Q: How do sandbells factor into your training?
A: You can use them every way you can use a medicine ball, but because they’re free form, the shifting weight really works on grip strength and wrist torque. And they’re really good for forearm development. We’ve got them from 5 pounds up to 100 pounds.
How do they compare to medicine balls?
I’ve been a strength and conditioning coach for 27 years, so sandbells were a great change for us, something a little different for the athletes. One advantage is that we can use them in all kinds of weather. Leather medicine balls get sloppy and seams starting tearing when they get wet, and rubber balls get slippery.
What specifically do you do with sandbells?

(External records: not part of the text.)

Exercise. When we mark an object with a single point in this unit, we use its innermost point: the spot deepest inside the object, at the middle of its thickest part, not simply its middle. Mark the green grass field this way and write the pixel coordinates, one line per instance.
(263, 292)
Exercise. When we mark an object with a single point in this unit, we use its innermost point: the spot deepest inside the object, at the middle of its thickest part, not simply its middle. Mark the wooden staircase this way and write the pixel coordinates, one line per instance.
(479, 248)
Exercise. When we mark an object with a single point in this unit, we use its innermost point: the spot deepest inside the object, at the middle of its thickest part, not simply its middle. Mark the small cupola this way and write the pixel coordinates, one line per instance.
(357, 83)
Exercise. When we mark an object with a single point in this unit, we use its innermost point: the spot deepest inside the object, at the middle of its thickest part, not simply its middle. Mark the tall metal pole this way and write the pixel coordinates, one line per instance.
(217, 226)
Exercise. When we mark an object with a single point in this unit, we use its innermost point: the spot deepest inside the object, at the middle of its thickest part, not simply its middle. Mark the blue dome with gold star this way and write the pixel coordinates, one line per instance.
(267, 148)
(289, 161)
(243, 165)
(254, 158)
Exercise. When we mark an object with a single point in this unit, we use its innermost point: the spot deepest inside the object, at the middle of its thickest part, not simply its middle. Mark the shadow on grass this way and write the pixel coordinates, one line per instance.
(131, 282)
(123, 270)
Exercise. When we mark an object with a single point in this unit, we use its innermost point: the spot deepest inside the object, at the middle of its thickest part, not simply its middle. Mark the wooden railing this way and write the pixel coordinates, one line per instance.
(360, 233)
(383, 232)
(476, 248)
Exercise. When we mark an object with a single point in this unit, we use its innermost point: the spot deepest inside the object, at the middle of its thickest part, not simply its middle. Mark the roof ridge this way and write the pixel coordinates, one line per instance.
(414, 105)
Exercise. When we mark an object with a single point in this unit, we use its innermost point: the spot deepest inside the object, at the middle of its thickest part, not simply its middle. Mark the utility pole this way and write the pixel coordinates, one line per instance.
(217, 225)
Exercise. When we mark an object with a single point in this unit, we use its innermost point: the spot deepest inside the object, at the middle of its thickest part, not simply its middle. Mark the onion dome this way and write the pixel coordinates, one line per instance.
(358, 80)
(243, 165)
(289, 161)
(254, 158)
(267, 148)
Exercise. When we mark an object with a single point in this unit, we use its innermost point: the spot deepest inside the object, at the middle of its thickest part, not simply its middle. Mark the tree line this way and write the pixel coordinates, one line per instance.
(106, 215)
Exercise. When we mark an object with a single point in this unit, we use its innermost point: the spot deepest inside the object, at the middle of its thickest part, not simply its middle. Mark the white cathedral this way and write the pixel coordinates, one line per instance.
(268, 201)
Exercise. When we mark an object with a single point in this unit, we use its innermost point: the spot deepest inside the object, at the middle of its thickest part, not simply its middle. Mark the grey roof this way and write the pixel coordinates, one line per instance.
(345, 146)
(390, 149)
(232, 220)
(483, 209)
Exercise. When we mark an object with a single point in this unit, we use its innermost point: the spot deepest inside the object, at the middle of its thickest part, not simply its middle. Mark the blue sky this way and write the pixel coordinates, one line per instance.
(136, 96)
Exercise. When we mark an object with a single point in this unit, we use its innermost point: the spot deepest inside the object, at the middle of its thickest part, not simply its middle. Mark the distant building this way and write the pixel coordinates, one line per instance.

Just about everything. We do farmer’s walks, rotational twists or throws. We’ll do chest passes, which is the same as the basketball chest pass. Overhead throws, where you have the weight extended overhead and you take a step forward, squeeze through the abs, and then torque your upper body and throw. But probably our best move is the slam. It’s something I don’t think a lot of people are doing. You extend the sandbell overhead with both hands in a triple extension – meaning everything is extended up as high as you can go. Then you squeeze your abs as tight as you can and then very forcefully throw the sandbell to the ground as if you’re trying to throw it through the ground. It’s a very violent motion in which your body works like a whip. It really works your core.
Do you think they’ll be around for a while?
I’m impressed. I’ve got mixed martial arts guys using them like they’re a body because of the shifting weight. I think they’re the real thing.